Anyway, the book is a remarkably fun survey of hoaxes throughout history. Because it was published in the 40s and revised in the 50s, it tends focus on the early 20th century and for me it was particularly enjoyable to read about hoaxes of this period from the perspective of the early 21st century. It also has some great overlaps with Banvard's Folly by Tom Collins, another favorite of mine from this subgenre of nonfiction. And of course Orson Welles and many other familiar personages make cameos alongside a lot of more obscure folks who I intend to learn more about now that I have their names. Some of my favorite characters and titles to appear in here include the Fortsas Catalog; Spectra: A Book of Poetic Exposures by Anne Knish and Emanual Morgan aka Arthur Davison Ficke and Witter Bynner; Biographical Memoirs of Historical Painters by William Beckford; Memoirs of Li Hung Chang by William Francis Mannix; The Escape and Suicide of John Wilkes Boothe by Finis Bates, Gaston Means and his hoax biography of President Harding (Means was recently immortalized by the always wonderful Stephen Root in HBO's Boardwalk Empire); the trickster Etienne Leon aka Baron de Lamothe-Lagon; the eccentric Philip Yorke aka Lord Hardwick, the 'disumbrationist' Paul Jordan Smith; Allan Bradley, the Giant of Hedgehog Harbor; Sir John Hill, physick and male midwife; regular appearance of names like Williston Fish, Fairfax Downey, Clemente Giglio that amuse even devoid of context.

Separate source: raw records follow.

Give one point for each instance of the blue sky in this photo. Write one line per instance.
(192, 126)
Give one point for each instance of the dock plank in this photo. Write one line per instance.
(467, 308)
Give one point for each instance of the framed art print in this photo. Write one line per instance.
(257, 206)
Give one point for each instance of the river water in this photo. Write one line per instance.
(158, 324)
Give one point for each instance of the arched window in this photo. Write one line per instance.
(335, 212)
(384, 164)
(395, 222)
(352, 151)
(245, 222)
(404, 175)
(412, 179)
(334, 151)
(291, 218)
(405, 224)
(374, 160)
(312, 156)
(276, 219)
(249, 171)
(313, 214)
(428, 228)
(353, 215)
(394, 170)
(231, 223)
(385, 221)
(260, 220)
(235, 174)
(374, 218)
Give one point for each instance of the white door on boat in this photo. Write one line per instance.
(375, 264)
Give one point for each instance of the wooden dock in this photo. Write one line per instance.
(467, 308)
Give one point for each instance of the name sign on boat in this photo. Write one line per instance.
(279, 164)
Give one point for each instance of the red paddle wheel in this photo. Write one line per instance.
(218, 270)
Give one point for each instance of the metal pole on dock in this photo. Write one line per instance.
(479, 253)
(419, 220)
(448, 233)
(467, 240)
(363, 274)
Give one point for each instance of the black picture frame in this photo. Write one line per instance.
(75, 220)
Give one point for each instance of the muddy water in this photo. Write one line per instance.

From a more critical standpoint, I'll say the book functions more like a laundry list of hoaxes than the author seems to have intended. The book is split in two halves - the first attempts to explain why we fall for hoaxes, and the second intends to show how they succeed. Both rely on voluminous examples, but the first half includes a lot more clear analysis of things like the different kinds of incentives that drive people to fall for hoaxes. The second half contains numerous amusing examples of hoaxes and accompanying trivia organized by topic, but there is little analytical work to elucidate 'how they succeed,' and in fact I have a difficult time recalling what this half set out to do even though I read through it far more recently than the first half. At least the final chapter is a little more purposeful in how it shows the ways hoaxes spread and survive debunking.

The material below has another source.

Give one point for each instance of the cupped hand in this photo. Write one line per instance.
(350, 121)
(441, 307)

The other problem with the book is how it plays fast and loose with the definition of a hoax. At the beginning it defines a hoax quite generally as a deliberately concocted untruth accepted by some segment of the population. The problem is that this definition seems to include a whole lot of myths, legends, scams and other forms of lying or storytelling that may dilute the unique character of a hoax. The author plays lip service at times to unraveling the distinctions between some of these sub-types of lies or fictions, but mostly misses out on clarifying matters, preferring to cast a wide net for his laundry list, to the extent that he even includes a lot of items that don't fit his definition in that they weren't 'deliberately concocted.' Though I'll say after reading the book it's pretty clear a hoax doesn't have to be deliberately concocted to cause a great deal of mistaken beliefs.
But these criticism matter little if you're looking for a lot of entertainment and laughter and/or for a simple survey that might point you in many useful directions for deeper exploration of the subject at either the primary or secondary level of sources.